Clients frequently tell me they are planning to issue stock for no cash investment. This is generally referred to as “sweat equity”. The most common scenarios are:
- Issuing stock to one founder (the “money guy”) for cash, and to the other founder (the “idea guy”) who has the idea or will be doing most of the work
- Issuing stock to the founders for little or no money around the same time they issue stock to “money investors” at a high valuation
- Issuing stock to contractors or employees in lieu of paying them cash
If you are a business owner or trusted advisor, it is important for you to know that this is a potential tax issue. The IRS considers any property issued in connection with the performance of services to be compensation, which is taxed as ordinary income. Stock is property (and for the purposes of this article, when I say “stock” I also include membership interests in an LLC). If someone pays money for stock, it’s an investment, not compensation. If the person pays no money, then he or she is paying with labor (hence the “sweat” part of “sweat equity”). The stock is compensation for the labor and therefore taxable.
For example, let’s say Joe is an entrepreneur with a great idea but no money. He contacts his friend Sue, who agrees Joe has a great idea. She decides to invest $20,000 for 20% of the stock, and Joe gets 80% of the stock for doing the work. Joe just received $80,000 of property, taxable as compensation for services. (We are assuming the idea is not mature enough to be considered a contribution of IP that is worth $80,000.)
Or let’s say Joe and Sue come up with the idea together but neither one can fund it. To save money they don’t form a corporation at this stage. They spend several months creating a product they think will be marketable. When they need money for proof of concept, the product is far enough along to get some investors interested. Now they have to form a corporation, because the investors need to get stock in something. The investors pony up, say, $200,000 for 20% of the company. Joe and Sue get 80%. Well, Joe and Sue just received stock worth $800,000, and the IRS will tax them on that amount at ordinary income rates.
A third example would be If Joe and Sue don’t have the expertise to do the work themselves. They might contact a friend or two, or former co-workers, and ask them to put in some time (the classic example being to develop the code for a tech product). They don’t have any cash to pay these contractors, so they offer them stock. In the early days when the valuation is minimal, this may not be a problem. But if there is a valuation event as above, the ten or twenty thousand shares these contractors receive could be valued in the tens of thousands of dollars and guess what? They’ll have to pay tax on the receipt of that stock, even though they received no cash with which to pay the tax.

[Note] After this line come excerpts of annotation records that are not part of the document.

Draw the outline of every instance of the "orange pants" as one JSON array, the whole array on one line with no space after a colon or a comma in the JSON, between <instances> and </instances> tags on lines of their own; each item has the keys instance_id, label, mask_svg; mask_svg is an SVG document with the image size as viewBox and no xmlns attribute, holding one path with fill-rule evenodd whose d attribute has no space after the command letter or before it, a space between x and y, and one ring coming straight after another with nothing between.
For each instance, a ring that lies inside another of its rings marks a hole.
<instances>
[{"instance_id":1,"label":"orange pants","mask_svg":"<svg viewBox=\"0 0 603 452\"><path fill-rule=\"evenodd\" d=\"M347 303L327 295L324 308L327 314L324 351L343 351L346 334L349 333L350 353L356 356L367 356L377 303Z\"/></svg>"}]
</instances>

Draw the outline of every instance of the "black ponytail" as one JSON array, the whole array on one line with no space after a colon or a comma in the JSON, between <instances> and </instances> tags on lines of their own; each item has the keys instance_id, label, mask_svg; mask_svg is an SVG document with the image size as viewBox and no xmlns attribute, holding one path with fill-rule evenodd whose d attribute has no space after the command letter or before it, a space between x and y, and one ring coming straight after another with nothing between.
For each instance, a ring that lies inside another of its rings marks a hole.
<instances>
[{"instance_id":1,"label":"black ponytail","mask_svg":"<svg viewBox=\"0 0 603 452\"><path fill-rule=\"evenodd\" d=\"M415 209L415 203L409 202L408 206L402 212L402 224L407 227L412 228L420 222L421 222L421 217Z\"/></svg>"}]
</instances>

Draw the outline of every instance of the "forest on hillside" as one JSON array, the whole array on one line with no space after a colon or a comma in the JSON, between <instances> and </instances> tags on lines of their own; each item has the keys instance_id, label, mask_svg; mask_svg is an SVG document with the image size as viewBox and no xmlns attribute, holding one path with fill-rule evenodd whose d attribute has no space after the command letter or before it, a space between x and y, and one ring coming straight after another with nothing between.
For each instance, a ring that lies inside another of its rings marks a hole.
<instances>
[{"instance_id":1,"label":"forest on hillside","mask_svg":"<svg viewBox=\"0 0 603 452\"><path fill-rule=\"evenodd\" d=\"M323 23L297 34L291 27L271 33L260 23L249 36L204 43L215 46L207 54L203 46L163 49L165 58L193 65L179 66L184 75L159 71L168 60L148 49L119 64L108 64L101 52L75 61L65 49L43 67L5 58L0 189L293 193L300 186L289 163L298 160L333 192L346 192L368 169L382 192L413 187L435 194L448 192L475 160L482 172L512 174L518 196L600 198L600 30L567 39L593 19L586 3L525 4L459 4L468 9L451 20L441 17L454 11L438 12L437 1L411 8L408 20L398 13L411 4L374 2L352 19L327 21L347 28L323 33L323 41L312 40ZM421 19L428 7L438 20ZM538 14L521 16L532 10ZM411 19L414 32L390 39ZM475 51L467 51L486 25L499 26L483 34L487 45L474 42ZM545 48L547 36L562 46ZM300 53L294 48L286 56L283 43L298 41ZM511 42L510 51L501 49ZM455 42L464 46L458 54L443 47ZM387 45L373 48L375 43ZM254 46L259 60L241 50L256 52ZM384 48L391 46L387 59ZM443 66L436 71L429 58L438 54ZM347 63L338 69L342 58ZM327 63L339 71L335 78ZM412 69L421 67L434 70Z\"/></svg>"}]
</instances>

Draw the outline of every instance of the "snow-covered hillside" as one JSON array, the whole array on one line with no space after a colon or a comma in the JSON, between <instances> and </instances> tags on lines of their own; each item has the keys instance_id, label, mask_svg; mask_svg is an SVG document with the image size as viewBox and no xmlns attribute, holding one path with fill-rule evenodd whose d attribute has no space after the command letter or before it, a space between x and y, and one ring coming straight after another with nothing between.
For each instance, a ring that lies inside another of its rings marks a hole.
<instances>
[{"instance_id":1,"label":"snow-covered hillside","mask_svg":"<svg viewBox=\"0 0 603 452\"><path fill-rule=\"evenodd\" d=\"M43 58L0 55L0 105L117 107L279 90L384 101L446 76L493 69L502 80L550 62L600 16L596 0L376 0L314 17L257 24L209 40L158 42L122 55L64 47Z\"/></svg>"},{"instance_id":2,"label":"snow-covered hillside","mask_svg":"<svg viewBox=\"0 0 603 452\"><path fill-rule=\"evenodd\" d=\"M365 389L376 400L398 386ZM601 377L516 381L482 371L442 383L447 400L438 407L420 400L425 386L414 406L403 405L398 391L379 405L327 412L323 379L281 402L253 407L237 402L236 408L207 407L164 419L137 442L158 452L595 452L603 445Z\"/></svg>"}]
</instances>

Fortunately, there are several ways to avoid this problem or at least reduce the tax hit:
- Form the corporation early on, when valuation is basically zero, and the founders can pay a nominal amount for their stock. In this way the few thousand dollars the founders put in will be considered valid payment for the millions (or hundreds of thousands) of shares they are issued.
- In the same vein, when the valuation is this low, you can grant contractors shares and their tax bill will be so low, it doesn’t matter (the value of the shares might be, say $100 or a few hundred dollars, and either they can pay the tax on that amount, or the company can bonus them the cash to pay the tax)
- If it’s too late for the above, the founders can contribute property (usually intellectual property) rather than cash; but the IP must be “mature” IP or it isn’t really property. Be careful with this, because the IRS might argue they are really contributing the time and effort to turn the alleged IP into something marketable, and the stock is compensation for that time and effort.
- Just go ahead and grant sweat equity and pay the tax if it’s not too much (often the company gives the contractor or employee a “bonus” to pay the tax)
- Instead of shares, grant the person stock options. If the recipient is an employee, and the business is a corporation, they can receive “incentive stock options” so that, if certain conditions are met, there is no tax until they sell the shares. If a contractor, they will get “unqualified” (or “nonstatutory”) options, in which case they pay some tax when they exercise the options plus tax on the gain when they sell the shares. If the business is an LLC, it can issue what are called “profits interests” which in many ways mimic stock options (including that they are not taxable upon grant)
- If the potential problem is that shares are being issued to outside investors at a (moderately) high valuation, thereby valuing the “sweat equity” stock too high for tax purposes, it can help to issue the investors preferred stock and the sweat equity recipients common, which has a much lower valuation than preferred. This will not eliminate, but can substantially reduce, the tax owed.
- There are other more esoteric methods to grant service providers a stake in the upside, such as phantom stock or revenue share arrangements, but the above are the most common.
To summarize, it’s important to remember that stock for no cash (or “sweat equity”) is generally considered compensation for services and is taxable as such. The obstacles are not insurmountable but require an awareness of the potential issue, and some good planning to avoid or reduce the tax hit.
This article is not intended and should not be relied upon as legal or tax advice pertaining to any specific matter. You are encouraged to seek competent legal and tax counsel prior to implementing any specific transaction.